Gitbox Culture

Musings on guitars, guitarists, guitar styles and approaches, technical matters and guitar design by a professional guitarist with a Ph.D in ethnomusicology. Also covering electric bass, lap and pedal steel guitar. And what the hell, banjo.

Thursday, June 3, 2010

The life and times of the Fender Jeff Beck Tribute Esquire Relic

Stratoblogster has a good post about a Jeff Beck Tribute Esquire Relic, a purported exact replica of Jeff Beck's battered Esquire, which he used in the sixties with the Yardbirds. The price? $7999.99.

As a working musician, a price like that on an electric guitar, especially one that is so baldly utilitarian as the Esquire, is, to me, laughable. I'm sure that I part company here with many pros, who point to the six-figure prices of some violins. But I just can't get past the cold fact that an Esquire like this, under the painstaking relic-ing, is really just a plank.  A beautifully engineered, mass-produced plank. Am I missing something?

This is not to imply that I don't shamelessly slaver over the picture of the guitar that I've posted here. But that's just because I love Teles, and I love the look and feel of old, beaten-up guitars. I still remember, as a 14 year old, picking up a battered sixties Tele with a Bigsby at Burlington Music (later Lakeshore Music, later still co-opted by Long and McQuade). But they wanted $700, so I couldn't afford it!

Hitting the Google oracle, I see that this guitar listed for $15,000 when it was first offered in February 2006. Here's a blog post from August 2006, reporting the street price of the JB to be $10,000. By December, the street price had dropped to $8,000, according to this forum thread. It has hovered there ever since, as evidenced by the $7999.99 EBay price tag (at this price point, by the way, I find "99" prices tacky) and this listing on Elderly's website.

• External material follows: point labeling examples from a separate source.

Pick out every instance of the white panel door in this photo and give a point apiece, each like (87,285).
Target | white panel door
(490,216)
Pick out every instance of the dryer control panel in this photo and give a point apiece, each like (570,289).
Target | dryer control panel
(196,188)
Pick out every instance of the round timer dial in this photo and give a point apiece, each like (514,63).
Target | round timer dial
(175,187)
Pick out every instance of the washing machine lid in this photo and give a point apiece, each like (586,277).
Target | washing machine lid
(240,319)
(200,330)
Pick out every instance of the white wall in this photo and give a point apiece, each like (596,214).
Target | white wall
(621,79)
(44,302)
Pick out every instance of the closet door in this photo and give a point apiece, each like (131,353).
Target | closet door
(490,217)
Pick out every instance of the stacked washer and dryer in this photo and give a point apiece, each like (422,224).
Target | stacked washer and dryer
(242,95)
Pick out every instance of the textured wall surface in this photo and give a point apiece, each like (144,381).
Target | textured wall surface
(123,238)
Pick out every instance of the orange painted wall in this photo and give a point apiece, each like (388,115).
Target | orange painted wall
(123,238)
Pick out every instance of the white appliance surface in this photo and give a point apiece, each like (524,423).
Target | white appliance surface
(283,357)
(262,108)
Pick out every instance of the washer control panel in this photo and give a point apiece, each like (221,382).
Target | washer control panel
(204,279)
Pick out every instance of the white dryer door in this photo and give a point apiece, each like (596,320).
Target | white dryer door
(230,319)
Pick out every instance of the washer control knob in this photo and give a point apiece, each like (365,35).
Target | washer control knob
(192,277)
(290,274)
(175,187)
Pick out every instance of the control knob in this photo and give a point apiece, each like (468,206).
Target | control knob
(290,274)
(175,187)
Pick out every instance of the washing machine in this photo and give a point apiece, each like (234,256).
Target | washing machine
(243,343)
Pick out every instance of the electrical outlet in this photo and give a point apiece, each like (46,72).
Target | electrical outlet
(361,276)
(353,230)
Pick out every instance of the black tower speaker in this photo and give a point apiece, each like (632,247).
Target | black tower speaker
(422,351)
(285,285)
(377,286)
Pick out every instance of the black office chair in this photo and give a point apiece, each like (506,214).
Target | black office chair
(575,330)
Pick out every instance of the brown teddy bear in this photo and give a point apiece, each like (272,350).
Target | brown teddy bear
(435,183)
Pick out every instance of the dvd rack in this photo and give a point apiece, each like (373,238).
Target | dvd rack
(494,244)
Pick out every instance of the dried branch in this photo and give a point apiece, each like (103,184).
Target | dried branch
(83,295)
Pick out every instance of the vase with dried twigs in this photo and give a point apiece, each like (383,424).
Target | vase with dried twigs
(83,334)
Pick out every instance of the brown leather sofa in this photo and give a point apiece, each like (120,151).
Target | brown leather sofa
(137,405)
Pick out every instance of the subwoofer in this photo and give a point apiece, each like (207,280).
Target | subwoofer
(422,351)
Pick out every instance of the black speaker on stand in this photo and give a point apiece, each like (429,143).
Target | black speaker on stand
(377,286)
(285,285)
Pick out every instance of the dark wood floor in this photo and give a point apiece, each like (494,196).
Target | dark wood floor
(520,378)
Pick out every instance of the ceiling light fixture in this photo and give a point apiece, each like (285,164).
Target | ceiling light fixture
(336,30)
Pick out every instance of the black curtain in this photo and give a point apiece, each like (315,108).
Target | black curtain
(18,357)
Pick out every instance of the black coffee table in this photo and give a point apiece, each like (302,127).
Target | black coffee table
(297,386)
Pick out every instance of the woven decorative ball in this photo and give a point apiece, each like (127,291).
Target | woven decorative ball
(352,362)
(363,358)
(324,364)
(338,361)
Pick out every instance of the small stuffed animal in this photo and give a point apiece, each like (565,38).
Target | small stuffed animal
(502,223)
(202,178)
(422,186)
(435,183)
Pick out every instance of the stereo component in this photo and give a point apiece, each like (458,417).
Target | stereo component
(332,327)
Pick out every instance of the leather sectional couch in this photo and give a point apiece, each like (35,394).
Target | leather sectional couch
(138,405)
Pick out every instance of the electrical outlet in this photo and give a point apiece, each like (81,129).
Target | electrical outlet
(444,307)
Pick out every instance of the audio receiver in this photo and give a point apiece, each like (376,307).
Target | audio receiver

Fender's extremely expensive guitars, which tend to be relic'ed reproductions of classic Fender guitars used by celebrities, exist in a sort of netherworld to me; a netherworld populated by guitar-dabbling lawyers and doctors, some perhaps buying guitars as investments. Why did the Jeff Beck Tribute Esquire Relic fail as an investment? Were qualms about its accuracy damaging to its reputation?

The trade in reproduced famous guitars can be understood as a particularly fetishized aspect of guitar culture. It depends upon a strain of gear lust that values highly two factors: rarity, and the perceived aura of a celebrity's guitar. The Jeff Beck Tribute Esquire Relic certainly has rarity on its side - only 150 were made. But it's possible that Beck lessened the impact of the Fender model by also allowing Gibson to use his name on their Custom Shop repro of a famous Beck guitar, in this case his "Oxblood" Les Paul.

But what about the aura? The 'Masterbuilt' line of Fender guitars is built by named craftsmen, in this case the late John English. So there is a connotation of the old-world artisan here, rather than the monolithic Fender brand, which has been somewhat cheapened these days by the company's major Chinese, Mexican and Korean operations, along with their Southern California base. The 2007 death of John English might have been expected to affect the price, though perhaps English's role in the manufacture of the guitar is not significant to the actual customers who would purchase these guitars.

And of course, we must take into account the formidable aura of Beck himself. There has been an assessment in some recent sources that Beck is one of the most highly regarded rock guitarists still working. It's entirely probable that the value of both guitars will increase when Beck dies, though the admittedly less rare Danny Gatton and Stevie Ray Vaughan models have not had a renaissance as of yet.